Zero-Crossing Step-Forward (ZCSF) Encoding¶
The Zero-Crossing Step-Forward (ZCSF) encoding is a minimalist temporal contrast encoding technique that focuses exclusively on significant positive excursions of the signal. It applies half-wave rectification (setting all negative values to zero) followed by simple threshold-based spike generation, producing only positive spikes (+1) when the rectified signal exceeds a predefined threshold.
This approach draws conceptual inspiration from the rich body of work on zero-crossing-based signal analysis.
Algorithm Overview
The ZCSF algorithm encodes signals by generating spikes based on the condition of zero-crossing with respect to a predefined threshold. The key steps in the ZCSF encoding are:
Signal Rectification: Convert all negative signal values to zero. This step is known as half-wave rectification and ensures that only positive parts of the signal are considered for spike generation.
\[\text{rectified signal} = \max(0, \text{signal})\]Threshold Definition: Use a predefined threshold value (threshold) to determine when a spike should be emitted. The threshold is typically set based on the specific characteristics of the input signal or application requirements.
Spike Generation: Emit a spike (+1) when the rectified signal exceeds the threshold.
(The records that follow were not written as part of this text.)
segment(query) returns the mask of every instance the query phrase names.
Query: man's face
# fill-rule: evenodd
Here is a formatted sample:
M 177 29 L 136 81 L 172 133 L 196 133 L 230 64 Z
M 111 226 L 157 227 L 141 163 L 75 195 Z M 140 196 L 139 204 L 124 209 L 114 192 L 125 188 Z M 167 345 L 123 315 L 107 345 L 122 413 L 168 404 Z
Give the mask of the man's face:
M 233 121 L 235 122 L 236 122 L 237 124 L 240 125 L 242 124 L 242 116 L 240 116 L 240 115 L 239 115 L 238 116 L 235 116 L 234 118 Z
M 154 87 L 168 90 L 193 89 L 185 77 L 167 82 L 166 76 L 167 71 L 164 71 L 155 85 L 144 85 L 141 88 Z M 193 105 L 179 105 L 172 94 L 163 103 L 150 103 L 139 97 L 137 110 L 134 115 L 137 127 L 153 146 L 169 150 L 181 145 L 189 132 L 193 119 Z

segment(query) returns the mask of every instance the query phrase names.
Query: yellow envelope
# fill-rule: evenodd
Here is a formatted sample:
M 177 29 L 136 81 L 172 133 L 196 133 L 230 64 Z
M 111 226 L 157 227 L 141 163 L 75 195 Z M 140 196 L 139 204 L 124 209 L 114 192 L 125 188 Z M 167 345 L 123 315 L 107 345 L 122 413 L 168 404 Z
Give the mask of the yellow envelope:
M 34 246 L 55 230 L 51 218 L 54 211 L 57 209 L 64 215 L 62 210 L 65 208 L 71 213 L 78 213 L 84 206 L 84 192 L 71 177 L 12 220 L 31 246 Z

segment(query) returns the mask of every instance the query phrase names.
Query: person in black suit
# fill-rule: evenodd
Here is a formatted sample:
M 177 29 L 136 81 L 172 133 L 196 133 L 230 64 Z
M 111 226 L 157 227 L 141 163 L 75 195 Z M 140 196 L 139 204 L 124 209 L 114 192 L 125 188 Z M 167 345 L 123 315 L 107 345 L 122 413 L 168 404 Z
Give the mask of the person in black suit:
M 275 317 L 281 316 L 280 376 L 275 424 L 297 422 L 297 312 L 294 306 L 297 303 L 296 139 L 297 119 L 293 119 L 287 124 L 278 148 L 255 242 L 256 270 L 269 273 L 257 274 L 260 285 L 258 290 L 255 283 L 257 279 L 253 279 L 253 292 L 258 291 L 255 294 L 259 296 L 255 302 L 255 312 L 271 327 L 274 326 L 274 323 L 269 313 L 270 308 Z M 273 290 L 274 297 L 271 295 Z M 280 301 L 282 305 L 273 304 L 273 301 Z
Unlike other encoding schemes, ZCSF does not consider negative spikes, and only positive spikes are generated when the signal value is higher than the threshold.
Detailed Pseudocode
1ZCSF Encoding Algorithm
2input: s signal, threshold
3out = zeros(length(s))
4for t = 0 to length(s)
5 if s(t) < 0
6 s(t) = 0
7 end if
8end for
9for t = 0 to length(s)
10 if s(t) > threshold
11 out(t) = 1
12 end if
13end for
14output: out
Advantages
Extreme computational simplicity and speed — ideal for fast online processing and resource-constrained systems.
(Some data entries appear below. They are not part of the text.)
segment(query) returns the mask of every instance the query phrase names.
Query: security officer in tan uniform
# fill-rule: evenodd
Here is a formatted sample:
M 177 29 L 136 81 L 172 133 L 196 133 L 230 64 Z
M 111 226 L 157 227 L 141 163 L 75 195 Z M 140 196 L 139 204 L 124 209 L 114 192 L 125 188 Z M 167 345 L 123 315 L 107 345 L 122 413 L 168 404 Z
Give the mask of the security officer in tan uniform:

Drastic data reduction: transforms dense continuous signals into highly sparse spike trains, capturing only salient positive events.
Complete suppression of negative fluctuations and noise — excellent for applications where only upward changes or events are relevant.
No initialization artifacts, no drift, and no boundary effects (unlike moving-window or baseline-tracking methods).
Provides a fast, economical way to detect and represent dominant positive features or events in signals.
Disadvantages
Total loss of all negative signal information — unsuitable for oscillatory, bipolar, or symmetric signals.
Performance heavily depends on appropriate threshold selection; poor choice can either miss small events or include excessive noise.
Lacks the adaptivity of baseline-updating methods (SF, MW) for signals with large amplitude variations.
Theoretical results on zero-crossing counts (e.g., spectral equivalence) assume certain stationarity and Gaussian-like properties, though practical performance is often robust.
For a practical implementation in Python, see the Zero Cross Step Forward Function.
References
Wiren, A., Stubbs, A. (1956). “Zero-Crossing Techniques for Signal Processing.” Journal of Applied Signal Processing.
Kedem, B. (1986). “Spectral Analysis of Point Processes.” IEEE Transactions on Acoustics, Speech, and Signal Processing.